Abstract

e15549 Background: Cervical cancer is the most common cancer in women in Vietnam. Concurrent chemoradiotherapy (CCRT) has been proved survival benefit and emerged as the standard treatment of locally advanced cervical cancer. However, it significantly increases early toxicities. This study evaluated the acute toxicities and responses of CCRT in treatment of stage IIB-IIIB cervical cancer in Vietnam. Methods: From November 2006 to December 2007, 60 patients with stage IIB-IIIB cervical cancer were treated by CCRT. EBRT consisted of 40 Gy/20 fractions, followed by 10 Gy boost to the parametrium and intracavitary HDR brachytherapy 7 Gy to point A/fraction/week in 3 fractions. Chemotherapy with cisplatin 40 mg/m2/weekly for 6 cycles started by the first day of EBRT. Results: All the patients completed treatment protocol. Grade 3-4 leukopenia, neutropenia, and thrombocytopenia were 40%, 33.3%, 8.3% respectively. 19 cases (31.7%) had renal toxicity (grade 1: 16 cases, grade 2: 2 cases, and grade 3: 1 case). Grade 3-4 toxicities increased sharply after the fourth cycle of chemotherapy. Mean overall treatment time is 72 days. 15 patients (25%) had to delay treatment mainly due to hematologic toxicity (10/15 cases). The overall response rate was 96.7% (complete response: 81.7%; partial response: 15%).
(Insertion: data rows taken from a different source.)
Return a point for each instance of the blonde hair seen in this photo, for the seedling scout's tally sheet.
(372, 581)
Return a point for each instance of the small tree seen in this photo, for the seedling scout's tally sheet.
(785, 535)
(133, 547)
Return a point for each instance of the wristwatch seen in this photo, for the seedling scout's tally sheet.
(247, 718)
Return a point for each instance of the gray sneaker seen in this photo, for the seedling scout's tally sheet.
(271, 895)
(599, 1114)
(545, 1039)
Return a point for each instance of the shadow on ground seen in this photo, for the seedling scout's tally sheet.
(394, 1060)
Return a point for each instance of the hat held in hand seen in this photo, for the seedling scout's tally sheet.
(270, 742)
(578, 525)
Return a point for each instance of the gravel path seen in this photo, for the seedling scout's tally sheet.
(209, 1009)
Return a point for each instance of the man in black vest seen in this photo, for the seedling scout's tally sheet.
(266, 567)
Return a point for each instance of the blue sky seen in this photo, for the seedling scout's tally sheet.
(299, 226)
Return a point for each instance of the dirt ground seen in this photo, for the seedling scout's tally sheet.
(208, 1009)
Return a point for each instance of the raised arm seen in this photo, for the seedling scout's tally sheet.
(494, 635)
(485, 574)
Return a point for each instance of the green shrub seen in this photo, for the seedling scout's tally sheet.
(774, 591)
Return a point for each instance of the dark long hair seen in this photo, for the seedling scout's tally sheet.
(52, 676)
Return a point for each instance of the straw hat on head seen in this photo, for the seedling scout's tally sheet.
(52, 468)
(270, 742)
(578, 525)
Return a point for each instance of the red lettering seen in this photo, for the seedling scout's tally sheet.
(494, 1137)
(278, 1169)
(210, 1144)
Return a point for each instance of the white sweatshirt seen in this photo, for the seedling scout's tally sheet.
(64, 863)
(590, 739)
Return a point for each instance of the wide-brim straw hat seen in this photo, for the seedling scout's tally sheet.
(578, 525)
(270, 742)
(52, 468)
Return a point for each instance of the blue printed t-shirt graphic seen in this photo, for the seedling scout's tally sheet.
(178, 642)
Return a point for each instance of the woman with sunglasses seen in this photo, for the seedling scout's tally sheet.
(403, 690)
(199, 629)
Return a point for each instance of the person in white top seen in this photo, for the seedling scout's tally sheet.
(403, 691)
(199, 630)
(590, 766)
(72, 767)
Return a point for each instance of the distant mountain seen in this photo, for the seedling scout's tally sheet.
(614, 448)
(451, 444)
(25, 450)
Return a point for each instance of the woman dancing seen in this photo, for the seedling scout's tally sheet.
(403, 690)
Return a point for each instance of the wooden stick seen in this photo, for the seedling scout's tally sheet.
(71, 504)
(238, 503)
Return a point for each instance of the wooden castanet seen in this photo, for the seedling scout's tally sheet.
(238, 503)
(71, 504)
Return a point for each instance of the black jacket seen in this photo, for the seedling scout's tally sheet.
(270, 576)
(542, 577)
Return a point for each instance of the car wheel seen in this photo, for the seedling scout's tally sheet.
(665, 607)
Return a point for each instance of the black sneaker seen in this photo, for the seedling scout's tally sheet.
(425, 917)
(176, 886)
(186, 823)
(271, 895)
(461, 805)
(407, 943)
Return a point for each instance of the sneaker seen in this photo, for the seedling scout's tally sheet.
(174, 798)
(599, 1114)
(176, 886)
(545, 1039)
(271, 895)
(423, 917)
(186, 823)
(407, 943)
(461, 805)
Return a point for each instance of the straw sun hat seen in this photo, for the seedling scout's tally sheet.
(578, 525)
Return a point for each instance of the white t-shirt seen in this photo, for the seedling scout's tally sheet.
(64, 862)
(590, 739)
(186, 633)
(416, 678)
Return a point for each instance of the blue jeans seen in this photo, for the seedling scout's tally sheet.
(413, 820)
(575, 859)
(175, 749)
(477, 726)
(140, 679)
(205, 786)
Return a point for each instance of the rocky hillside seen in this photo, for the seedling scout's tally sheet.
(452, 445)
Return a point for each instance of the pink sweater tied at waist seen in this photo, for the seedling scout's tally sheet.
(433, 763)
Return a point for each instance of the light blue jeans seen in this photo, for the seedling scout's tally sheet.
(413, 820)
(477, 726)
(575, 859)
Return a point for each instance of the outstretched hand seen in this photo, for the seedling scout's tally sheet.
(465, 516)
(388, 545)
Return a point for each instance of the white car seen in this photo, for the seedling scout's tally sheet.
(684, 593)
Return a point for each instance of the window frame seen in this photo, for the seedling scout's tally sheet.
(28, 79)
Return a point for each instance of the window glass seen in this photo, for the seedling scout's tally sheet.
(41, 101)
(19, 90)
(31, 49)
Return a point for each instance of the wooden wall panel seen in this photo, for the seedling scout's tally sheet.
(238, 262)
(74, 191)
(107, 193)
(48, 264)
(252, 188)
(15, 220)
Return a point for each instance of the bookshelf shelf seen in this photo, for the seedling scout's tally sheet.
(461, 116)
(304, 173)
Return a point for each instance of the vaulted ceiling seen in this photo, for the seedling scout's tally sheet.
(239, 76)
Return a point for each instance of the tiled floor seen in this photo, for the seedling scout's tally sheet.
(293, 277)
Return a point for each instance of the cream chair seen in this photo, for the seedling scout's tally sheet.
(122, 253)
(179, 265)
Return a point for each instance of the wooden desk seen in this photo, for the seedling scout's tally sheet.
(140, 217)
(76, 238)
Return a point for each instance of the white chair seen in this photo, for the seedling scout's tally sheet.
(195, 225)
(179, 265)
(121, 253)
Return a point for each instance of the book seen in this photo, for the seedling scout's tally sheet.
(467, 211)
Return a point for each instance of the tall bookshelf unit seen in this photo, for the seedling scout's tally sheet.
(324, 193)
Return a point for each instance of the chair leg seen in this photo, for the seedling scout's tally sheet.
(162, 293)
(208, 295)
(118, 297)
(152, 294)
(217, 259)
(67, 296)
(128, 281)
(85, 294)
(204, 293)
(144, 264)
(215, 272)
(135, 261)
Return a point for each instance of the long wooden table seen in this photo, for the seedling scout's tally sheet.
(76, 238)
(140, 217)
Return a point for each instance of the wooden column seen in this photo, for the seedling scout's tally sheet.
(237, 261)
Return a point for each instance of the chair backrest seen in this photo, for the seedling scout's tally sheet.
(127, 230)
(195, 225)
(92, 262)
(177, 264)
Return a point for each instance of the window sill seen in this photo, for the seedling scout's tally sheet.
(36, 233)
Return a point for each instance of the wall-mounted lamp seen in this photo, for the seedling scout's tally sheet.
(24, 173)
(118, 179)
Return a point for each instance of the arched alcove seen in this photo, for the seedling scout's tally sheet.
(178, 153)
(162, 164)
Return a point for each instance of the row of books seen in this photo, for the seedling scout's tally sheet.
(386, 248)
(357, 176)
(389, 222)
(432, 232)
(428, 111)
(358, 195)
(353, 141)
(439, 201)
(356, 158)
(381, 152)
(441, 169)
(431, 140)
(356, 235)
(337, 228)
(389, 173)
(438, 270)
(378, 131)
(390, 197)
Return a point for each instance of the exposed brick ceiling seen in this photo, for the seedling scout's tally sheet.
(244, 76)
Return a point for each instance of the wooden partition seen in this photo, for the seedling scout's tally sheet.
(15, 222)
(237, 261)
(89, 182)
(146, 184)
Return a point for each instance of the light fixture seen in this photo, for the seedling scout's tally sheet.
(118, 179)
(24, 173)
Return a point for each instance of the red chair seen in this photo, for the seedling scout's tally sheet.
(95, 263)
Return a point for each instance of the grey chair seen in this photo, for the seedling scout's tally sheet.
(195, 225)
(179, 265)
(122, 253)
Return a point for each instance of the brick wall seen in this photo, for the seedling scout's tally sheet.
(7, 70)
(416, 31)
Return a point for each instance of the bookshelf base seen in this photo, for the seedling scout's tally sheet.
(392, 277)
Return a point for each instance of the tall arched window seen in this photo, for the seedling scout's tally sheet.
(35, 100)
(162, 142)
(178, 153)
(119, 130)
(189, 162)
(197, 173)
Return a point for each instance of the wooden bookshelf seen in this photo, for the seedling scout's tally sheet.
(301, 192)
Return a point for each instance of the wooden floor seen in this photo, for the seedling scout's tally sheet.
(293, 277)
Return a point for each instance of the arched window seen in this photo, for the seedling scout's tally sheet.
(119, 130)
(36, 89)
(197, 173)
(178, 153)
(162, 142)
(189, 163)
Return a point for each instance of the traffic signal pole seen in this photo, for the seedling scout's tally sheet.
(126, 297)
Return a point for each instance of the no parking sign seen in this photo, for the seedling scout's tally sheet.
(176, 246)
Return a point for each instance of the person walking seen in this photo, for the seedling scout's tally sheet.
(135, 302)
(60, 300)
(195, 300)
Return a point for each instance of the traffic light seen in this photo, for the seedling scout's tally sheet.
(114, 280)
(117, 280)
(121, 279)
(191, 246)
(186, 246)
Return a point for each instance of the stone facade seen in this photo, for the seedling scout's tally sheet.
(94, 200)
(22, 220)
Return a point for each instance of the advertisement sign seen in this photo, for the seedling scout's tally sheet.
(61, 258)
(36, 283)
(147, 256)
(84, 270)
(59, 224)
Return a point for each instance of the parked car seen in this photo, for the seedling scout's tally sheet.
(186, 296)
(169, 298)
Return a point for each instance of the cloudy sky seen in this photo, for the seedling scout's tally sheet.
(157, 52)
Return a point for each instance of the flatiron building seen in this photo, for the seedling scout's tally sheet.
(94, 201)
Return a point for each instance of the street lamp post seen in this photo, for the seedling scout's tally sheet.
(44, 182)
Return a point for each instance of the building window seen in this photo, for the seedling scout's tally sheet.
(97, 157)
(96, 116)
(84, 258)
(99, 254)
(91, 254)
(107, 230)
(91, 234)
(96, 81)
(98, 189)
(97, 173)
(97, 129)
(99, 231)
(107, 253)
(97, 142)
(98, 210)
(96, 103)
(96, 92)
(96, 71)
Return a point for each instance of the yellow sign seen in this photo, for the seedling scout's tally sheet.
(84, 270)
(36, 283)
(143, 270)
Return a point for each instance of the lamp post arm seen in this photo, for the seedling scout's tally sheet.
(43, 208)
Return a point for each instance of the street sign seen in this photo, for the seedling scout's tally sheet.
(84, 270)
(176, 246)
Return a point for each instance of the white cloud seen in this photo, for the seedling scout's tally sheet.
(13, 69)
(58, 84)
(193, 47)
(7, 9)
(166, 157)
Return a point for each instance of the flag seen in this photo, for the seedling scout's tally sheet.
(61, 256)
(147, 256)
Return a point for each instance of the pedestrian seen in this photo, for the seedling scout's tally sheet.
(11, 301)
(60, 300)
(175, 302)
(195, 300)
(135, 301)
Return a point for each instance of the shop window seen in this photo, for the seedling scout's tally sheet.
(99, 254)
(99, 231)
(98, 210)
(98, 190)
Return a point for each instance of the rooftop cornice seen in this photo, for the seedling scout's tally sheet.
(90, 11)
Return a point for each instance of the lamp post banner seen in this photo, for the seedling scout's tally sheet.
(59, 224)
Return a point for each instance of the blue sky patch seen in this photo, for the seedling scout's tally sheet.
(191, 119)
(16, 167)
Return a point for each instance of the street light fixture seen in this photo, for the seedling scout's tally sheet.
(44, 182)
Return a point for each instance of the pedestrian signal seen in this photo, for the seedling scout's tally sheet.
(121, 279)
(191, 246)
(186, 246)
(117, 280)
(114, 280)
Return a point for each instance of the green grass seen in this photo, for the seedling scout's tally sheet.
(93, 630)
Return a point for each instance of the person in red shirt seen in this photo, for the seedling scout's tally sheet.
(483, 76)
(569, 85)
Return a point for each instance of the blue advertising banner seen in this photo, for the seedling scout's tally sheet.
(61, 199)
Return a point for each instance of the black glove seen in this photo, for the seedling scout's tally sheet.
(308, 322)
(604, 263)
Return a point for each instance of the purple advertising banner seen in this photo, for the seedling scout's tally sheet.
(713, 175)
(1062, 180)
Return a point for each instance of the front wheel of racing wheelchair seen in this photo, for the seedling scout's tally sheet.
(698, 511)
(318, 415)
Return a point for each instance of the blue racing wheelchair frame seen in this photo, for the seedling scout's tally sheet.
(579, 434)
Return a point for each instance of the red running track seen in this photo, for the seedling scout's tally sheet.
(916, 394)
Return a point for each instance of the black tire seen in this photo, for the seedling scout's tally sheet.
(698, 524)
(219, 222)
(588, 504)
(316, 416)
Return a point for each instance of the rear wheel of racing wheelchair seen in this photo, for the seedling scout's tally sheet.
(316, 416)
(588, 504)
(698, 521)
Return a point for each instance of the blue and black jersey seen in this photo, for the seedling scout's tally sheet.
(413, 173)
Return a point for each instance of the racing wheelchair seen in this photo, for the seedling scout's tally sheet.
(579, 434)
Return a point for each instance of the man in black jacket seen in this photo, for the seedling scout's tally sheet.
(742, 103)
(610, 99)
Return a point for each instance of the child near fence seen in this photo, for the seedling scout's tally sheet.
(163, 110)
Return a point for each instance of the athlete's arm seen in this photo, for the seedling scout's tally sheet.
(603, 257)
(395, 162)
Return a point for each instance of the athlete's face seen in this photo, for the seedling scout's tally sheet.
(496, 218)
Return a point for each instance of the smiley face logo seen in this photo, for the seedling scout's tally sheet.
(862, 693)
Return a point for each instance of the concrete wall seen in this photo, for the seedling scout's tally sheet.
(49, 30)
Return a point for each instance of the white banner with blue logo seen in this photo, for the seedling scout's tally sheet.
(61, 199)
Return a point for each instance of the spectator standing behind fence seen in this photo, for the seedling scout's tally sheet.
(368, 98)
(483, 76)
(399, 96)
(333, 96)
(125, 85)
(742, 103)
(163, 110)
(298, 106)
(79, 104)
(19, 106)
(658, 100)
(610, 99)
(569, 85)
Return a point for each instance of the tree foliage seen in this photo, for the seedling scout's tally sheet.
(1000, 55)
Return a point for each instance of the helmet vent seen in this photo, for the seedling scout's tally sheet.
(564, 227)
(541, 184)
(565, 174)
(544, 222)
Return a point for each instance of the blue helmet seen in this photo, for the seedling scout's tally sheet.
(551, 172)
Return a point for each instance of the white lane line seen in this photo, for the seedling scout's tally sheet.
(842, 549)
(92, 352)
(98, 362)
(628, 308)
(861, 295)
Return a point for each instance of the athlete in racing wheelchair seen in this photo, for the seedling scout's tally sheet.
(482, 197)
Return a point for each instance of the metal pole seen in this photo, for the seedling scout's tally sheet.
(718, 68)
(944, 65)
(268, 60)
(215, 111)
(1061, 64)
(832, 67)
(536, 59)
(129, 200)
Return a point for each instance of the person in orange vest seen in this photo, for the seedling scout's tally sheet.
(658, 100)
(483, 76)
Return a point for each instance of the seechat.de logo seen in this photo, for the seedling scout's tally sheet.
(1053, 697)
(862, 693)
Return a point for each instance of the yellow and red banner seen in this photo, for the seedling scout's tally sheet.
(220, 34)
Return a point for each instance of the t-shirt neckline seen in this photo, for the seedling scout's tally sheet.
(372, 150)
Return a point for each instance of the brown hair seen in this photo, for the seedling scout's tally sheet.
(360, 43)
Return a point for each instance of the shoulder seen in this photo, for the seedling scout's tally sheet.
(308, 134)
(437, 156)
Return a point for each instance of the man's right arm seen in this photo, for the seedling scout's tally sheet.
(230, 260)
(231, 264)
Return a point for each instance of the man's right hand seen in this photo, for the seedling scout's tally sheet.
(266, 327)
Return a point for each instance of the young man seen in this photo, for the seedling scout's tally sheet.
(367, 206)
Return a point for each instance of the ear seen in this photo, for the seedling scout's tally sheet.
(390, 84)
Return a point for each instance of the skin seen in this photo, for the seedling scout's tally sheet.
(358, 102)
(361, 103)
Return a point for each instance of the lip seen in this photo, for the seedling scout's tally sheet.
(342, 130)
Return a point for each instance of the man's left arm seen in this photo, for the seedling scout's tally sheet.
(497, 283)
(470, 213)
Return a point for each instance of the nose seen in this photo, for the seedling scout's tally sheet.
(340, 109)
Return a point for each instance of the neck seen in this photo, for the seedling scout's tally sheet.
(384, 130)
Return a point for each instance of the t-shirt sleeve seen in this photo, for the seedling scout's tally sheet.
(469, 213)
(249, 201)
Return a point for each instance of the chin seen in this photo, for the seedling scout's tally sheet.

Conclusions: CCRT is relatively high hematologic toxicities and high response rate. This study pointed out the relationship between the risk of toxicities and number of chemotherapy cycles. CCRT with 5 cycles of chemotherapy would decrease toxicities and overall treatment time. No significant financial relationships to disclose.